The key difference between all the other examples and FBS football conferences (and the NFL for that matter) is the gift of time. There was time to prepare if you are a major FBS conference. The planning may have still resulted in a cancelled/postponed season, but it doesn’t appear that they used that time to truly discuss all options.
I guess I disagree that the difference was time. I think we should look at the similarity, and the similarity was a fact-blind bias against reality. MLB is seeing (and trying to play through) their fact-blind bias against reality.

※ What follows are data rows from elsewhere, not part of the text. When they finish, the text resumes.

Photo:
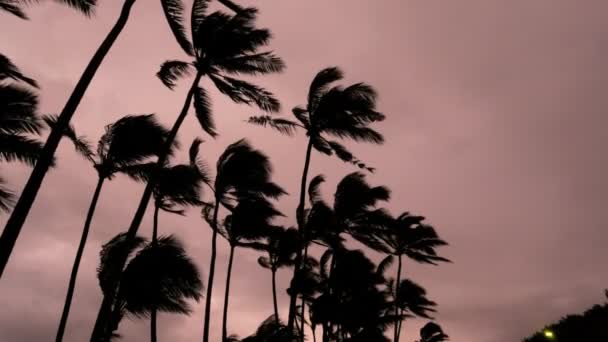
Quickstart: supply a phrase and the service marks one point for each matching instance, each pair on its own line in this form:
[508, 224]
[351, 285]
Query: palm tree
[247, 223]
[18, 121]
[159, 276]
[14, 6]
[432, 332]
[222, 45]
[330, 111]
[280, 245]
[408, 236]
[126, 143]
[177, 186]
[17, 219]
[242, 174]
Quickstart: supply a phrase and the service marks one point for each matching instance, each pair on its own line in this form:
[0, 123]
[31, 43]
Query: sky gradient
[495, 127]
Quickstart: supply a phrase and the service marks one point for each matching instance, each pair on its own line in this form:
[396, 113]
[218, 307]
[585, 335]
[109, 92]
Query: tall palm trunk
[153, 337]
[226, 296]
[397, 320]
[83, 240]
[108, 299]
[28, 195]
[274, 296]
[300, 219]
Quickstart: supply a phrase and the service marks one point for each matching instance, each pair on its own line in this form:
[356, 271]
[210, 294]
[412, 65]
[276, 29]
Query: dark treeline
[336, 293]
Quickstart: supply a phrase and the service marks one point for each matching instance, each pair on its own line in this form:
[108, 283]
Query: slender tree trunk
[274, 296]
[300, 219]
[226, 296]
[303, 311]
[211, 272]
[83, 240]
[108, 299]
[28, 195]
[397, 319]
[153, 317]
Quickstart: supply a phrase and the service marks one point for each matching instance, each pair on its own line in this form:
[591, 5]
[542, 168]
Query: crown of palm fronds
[223, 46]
[160, 276]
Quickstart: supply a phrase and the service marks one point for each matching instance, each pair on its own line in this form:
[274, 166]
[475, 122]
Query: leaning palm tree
[14, 6]
[18, 122]
[408, 236]
[126, 143]
[247, 223]
[330, 111]
[280, 245]
[14, 224]
[242, 174]
[158, 276]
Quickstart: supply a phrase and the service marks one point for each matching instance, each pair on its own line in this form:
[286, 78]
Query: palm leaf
[203, 111]
[174, 12]
[171, 71]
[284, 126]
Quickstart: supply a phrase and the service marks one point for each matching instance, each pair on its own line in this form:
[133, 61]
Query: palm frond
[14, 147]
[244, 92]
[174, 12]
[320, 83]
[18, 107]
[252, 64]
[283, 126]
[171, 71]
[202, 106]
[8, 70]
[160, 276]
[81, 144]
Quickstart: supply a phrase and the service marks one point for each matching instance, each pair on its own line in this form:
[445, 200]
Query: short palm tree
[280, 245]
[222, 45]
[159, 276]
[432, 332]
[408, 236]
[330, 111]
[18, 122]
[247, 223]
[126, 143]
[14, 6]
[242, 174]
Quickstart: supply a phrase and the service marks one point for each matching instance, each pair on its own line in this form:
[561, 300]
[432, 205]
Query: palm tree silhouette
[408, 236]
[14, 6]
[158, 277]
[126, 143]
[330, 111]
[18, 121]
[432, 332]
[222, 45]
[247, 224]
[242, 174]
[280, 245]
[15, 222]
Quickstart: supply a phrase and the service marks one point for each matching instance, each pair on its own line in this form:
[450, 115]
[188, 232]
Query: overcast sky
[495, 132]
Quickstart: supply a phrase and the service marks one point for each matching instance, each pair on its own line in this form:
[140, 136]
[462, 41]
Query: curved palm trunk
[211, 273]
[226, 296]
[274, 296]
[83, 240]
[28, 195]
[108, 300]
[397, 320]
[300, 219]
[153, 335]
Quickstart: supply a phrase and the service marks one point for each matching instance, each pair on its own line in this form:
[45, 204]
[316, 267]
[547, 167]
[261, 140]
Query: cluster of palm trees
[336, 290]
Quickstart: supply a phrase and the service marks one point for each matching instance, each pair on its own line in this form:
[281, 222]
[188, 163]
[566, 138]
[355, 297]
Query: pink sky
[495, 131]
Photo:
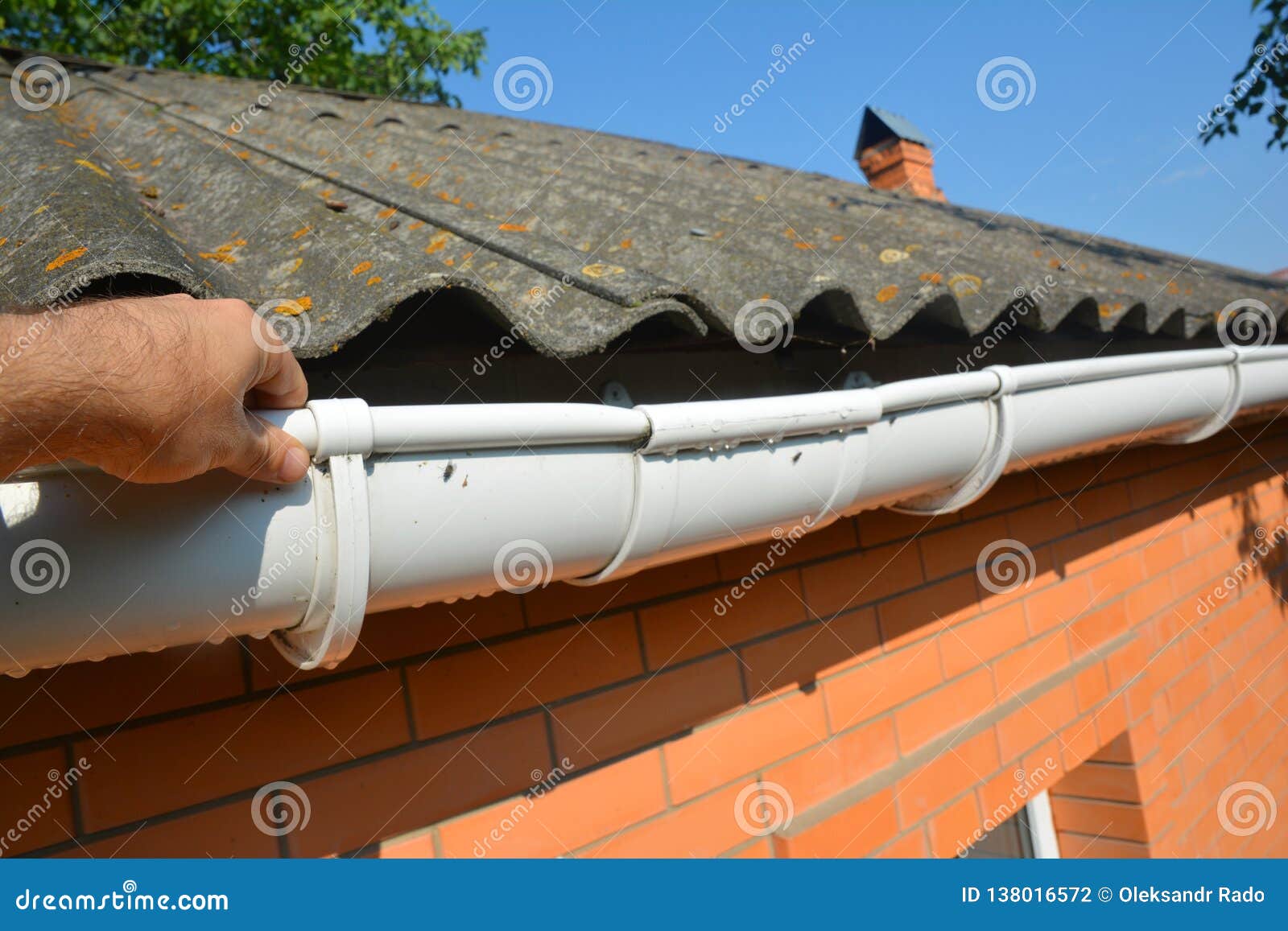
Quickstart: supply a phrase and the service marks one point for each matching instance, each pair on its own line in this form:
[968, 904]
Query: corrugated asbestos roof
[351, 206]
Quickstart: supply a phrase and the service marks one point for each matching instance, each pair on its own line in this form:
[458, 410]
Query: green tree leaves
[378, 47]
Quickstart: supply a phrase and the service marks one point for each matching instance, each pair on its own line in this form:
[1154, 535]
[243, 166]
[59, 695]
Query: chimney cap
[880, 126]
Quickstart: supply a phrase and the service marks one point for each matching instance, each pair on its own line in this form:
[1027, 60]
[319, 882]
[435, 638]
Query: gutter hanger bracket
[991, 465]
[1220, 418]
[338, 603]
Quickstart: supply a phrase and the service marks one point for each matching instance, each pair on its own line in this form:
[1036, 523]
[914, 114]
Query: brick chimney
[895, 156]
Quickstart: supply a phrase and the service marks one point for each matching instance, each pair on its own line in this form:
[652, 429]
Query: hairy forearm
[150, 389]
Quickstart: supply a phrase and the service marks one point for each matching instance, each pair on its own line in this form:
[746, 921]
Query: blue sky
[1107, 143]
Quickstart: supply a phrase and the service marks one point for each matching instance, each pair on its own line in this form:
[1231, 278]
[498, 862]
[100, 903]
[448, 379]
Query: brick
[886, 525]
[1100, 781]
[952, 830]
[1098, 628]
[214, 753]
[706, 827]
[956, 549]
[881, 684]
[835, 538]
[1030, 665]
[802, 657]
[394, 635]
[704, 624]
[821, 772]
[853, 830]
[1045, 521]
[1092, 686]
[935, 783]
[36, 802]
[1079, 847]
[80, 697]
[366, 804]
[849, 583]
[744, 742]
[553, 823]
[508, 678]
[644, 711]
[944, 710]
[221, 832]
[927, 611]
[1058, 604]
[908, 847]
[416, 845]
[759, 850]
[968, 645]
[1098, 818]
[1038, 719]
[1111, 720]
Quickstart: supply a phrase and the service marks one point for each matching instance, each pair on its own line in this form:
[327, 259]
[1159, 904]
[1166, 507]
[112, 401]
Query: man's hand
[150, 389]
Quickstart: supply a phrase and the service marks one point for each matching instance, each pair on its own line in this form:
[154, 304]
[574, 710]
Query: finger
[261, 451]
[281, 383]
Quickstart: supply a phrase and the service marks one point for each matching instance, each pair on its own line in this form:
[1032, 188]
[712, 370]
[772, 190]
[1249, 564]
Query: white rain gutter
[409, 505]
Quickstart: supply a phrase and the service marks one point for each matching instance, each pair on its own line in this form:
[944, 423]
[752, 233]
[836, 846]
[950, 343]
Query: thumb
[264, 452]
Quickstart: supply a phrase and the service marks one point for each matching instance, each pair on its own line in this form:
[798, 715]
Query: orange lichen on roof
[64, 257]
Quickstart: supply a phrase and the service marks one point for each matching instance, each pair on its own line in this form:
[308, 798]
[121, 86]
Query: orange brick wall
[869, 686]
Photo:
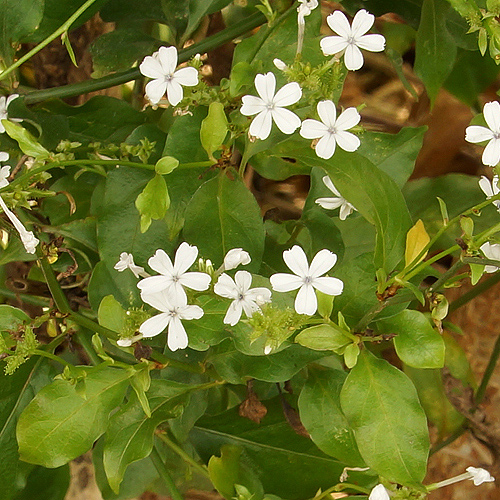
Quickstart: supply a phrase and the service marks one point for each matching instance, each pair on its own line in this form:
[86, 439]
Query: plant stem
[166, 477]
[63, 28]
[105, 82]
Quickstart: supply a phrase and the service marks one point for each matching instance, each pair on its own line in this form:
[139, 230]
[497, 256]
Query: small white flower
[172, 312]
[270, 106]
[480, 476]
[244, 298]
[161, 67]
[351, 38]
[236, 257]
[476, 133]
[490, 252]
[173, 278]
[490, 188]
[332, 130]
[4, 105]
[307, 278]
[127, 262]
[338, 201]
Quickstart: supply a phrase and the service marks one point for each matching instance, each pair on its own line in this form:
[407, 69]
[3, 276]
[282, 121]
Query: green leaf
[320, 412]
[382, 407]
[153, 202]
[28, 144]
[60, 424]
[435, 50]
[222, 215]
[130, 434]
[214, 129]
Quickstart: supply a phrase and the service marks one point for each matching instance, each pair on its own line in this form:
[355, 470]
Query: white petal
[348, 119]
[491, 112]
[476, 133]
[287, 121]
[177, 336]
[333, 45]
[361, 23]
[347, 141]
[155, 325]
[282, 282]
[313, 129]
[266, 85]
[372, 43]
[491, 153]
[252, 105]
[288, 94]
[296, 260]
[155, 90]
[329, 286]
[339, 23]
[186, 76]
[174, 93]
[353, 58]
[306, 301]
[261, 125]
[323, 261]
[326, 146]
[327, 112]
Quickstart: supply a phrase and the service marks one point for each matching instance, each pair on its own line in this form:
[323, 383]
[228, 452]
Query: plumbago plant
[170, 328]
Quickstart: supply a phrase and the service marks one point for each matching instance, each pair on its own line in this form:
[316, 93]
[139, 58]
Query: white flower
[332, 130]
[338, 201]
[379, 493]
[244, 298]
[172, 312]
[479, 476]
[307, 278]
[4, 105]
[127, 262]
[490, 252]
[236, 257]
[174, 277]
[476, 133]
[490, 188]
[269, 106]
[161, 67]
[351, 38]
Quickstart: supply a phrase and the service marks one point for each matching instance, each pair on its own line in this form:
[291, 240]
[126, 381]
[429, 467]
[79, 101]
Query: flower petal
[261, 125]
[353, 58]
[322, 262]
[288, 94]
[287, 121]
[306, 301]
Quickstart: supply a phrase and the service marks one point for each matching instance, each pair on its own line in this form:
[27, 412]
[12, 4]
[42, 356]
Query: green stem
[163, 472]
[64, 28]
[206, 45]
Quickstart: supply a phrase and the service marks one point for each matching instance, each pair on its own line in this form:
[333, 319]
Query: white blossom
[127, 262]
[476, 133]
[335, 202]
[174, 277]
[270, 106]
[480, 476]
[236, 257]
[379, 493]
[491, 251]
[172, 312]
[161, 67]
[490, 188]
[332, 130]
[244, 298]
[4, 115]
[351, 38]
[307, 278]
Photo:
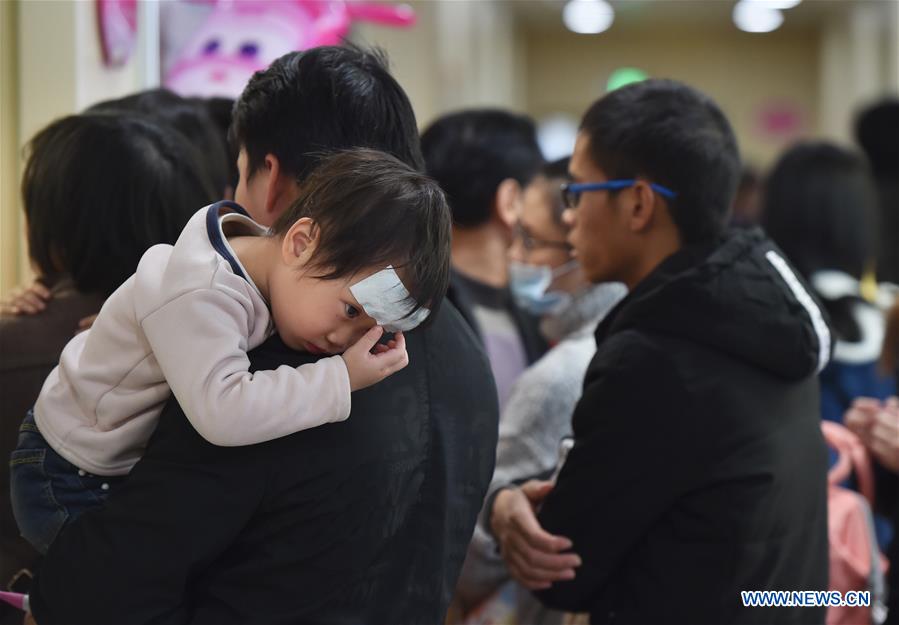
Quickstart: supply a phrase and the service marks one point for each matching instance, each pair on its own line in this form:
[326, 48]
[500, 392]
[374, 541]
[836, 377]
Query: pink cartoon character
[241, 37]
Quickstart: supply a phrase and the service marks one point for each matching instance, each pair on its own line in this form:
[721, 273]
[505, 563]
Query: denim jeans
[48, 491]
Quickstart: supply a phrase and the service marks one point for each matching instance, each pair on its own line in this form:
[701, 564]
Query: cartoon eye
[249, 50]
[211, 46]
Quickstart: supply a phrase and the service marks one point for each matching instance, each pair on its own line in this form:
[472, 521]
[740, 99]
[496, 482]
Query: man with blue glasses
[698, 468]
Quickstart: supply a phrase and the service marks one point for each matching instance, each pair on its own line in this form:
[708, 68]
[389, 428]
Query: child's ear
[507, 202]
[300, 241]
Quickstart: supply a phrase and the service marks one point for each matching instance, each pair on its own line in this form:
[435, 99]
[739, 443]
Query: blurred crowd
[667, 329]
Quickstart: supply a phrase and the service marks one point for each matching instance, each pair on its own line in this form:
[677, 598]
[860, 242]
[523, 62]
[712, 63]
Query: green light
[625, 76]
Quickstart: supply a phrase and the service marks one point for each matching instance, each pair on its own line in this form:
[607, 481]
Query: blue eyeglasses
[571, 191]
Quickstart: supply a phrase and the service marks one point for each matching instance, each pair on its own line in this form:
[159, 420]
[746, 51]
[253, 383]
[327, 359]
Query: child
[324, 276]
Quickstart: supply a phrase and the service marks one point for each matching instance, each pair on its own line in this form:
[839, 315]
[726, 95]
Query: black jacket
[361, 522]
[699, 468]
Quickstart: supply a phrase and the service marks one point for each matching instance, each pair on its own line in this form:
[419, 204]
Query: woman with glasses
[546, 280]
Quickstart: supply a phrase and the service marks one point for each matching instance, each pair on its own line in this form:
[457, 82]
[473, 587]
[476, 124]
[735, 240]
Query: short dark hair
[219, 110]
[819, 207]
[471, 152]
[675, 136]
[875, 130]
[326, 98]
[191, 118]
[372, 210]
[100, 188]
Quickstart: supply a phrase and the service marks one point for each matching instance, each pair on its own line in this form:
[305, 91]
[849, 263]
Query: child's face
[317, 316]
[314, 315]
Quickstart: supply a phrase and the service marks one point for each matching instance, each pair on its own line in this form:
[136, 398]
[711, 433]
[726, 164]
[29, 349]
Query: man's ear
[507, 202]
[642, 204]
[299, 242]
[281, 188]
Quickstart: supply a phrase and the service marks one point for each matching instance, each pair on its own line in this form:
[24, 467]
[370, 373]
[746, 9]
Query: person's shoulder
[568, 358]
[39, 339]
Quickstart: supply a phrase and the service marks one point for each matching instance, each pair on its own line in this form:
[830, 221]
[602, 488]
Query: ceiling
[639, 15]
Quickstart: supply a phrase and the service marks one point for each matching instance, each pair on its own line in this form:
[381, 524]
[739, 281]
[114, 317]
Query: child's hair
[675, 136]
[373, 210]
[471, 152]
[326, 98]
[191, 118]
[99, 189]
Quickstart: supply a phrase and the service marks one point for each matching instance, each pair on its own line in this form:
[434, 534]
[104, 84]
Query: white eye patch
[385, 299]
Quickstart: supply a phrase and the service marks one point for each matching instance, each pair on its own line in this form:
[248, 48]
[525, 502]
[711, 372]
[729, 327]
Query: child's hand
[366, 368]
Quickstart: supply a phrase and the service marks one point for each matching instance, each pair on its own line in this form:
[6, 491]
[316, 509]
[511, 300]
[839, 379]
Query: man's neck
[658, 249]
[257, 255]
[480, 254]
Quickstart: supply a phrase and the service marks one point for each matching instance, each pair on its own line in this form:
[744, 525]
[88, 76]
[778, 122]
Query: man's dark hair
[191, 118]
[819, 207]
[471, 152]
[100, 188]
[373, 210]
[675, 136]
[877, 131]
[328, 98]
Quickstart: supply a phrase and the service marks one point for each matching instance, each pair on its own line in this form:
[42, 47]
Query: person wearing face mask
[545, 280]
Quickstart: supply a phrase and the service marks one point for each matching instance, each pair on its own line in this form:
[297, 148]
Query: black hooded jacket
[362, 522]
[699, 468]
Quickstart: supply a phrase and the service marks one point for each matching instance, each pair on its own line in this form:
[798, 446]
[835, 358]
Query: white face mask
[385, 299]
[529, 284]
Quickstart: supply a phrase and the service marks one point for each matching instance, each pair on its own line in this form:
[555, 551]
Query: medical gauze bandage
[386, 300]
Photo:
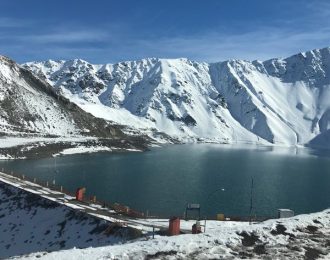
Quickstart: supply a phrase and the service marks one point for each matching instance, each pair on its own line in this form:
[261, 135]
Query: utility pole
[251, 200]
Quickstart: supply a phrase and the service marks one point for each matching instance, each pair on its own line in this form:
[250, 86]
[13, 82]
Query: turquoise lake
[218, 177]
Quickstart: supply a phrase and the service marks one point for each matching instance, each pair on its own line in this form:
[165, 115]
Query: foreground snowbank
[304, 236]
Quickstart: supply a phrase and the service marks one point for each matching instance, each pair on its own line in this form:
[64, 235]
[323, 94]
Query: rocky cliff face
[29, 105]
[283, 101]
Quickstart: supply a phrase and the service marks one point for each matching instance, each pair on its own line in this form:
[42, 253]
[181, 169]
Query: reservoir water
[218, 177]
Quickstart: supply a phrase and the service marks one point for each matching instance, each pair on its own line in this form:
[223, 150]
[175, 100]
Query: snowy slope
[282, 101]
[300, 237]
[30, 223]
[31, 106]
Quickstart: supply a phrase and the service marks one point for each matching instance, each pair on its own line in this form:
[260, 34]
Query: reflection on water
[164, 179]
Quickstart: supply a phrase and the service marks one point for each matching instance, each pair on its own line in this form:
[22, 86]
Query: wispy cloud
[7, 22]
[115, 42]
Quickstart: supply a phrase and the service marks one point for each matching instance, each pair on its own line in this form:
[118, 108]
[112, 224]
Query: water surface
[218, 177]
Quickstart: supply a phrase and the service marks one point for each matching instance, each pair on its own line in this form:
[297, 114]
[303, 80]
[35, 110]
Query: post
[153, 232]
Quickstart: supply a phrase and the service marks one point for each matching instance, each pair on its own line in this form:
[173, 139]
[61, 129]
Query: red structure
[174, 226]
[196, 229]
[80, 194]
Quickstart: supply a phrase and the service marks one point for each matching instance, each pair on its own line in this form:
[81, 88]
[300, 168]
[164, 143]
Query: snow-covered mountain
[29, 105]
[282, 101]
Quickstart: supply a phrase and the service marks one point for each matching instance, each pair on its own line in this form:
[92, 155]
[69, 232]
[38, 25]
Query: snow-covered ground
[37, 220]
[280, 101]
[300, 237]
[33, 218]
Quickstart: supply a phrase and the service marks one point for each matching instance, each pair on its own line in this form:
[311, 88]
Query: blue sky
[205, 30]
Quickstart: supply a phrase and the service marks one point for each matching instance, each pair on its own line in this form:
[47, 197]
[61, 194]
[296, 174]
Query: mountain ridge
[281, 101]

Football at all levels is still up in the air. I hope this doesn't result in serious health crises with players, their families, or their communities. It may not, I'm still not convinced it's inevitable, but it's a risk that shouldn't be ignored.
What information did FBS football not have that anyone else had in, say, early June? None, at least if they're reading reliable news sources. We all had the same information. When lots of people were handwringing about opening up in late May/early June, did FBS administrators have less information than governors? Nope, they had the same, and it was biased (the actual facts, that is) towards staying closed. That didn't happen in a lot of places. Almost certainly FBS administrators had less information at the time, but they felt compelled to rely on political leaders, who had politicized a public health crises. Nobody had good information, and everyone pretended they did. Or lied about it. Or lied to themselves about it.
So did FBS have time to prepare, or did they follow the people/institutions that they should be able to trust when making decisions in June about September?
We ALL (on a bureaucratic level, not necessarily individually) dorked it up. And now we win at COVID. Awesome.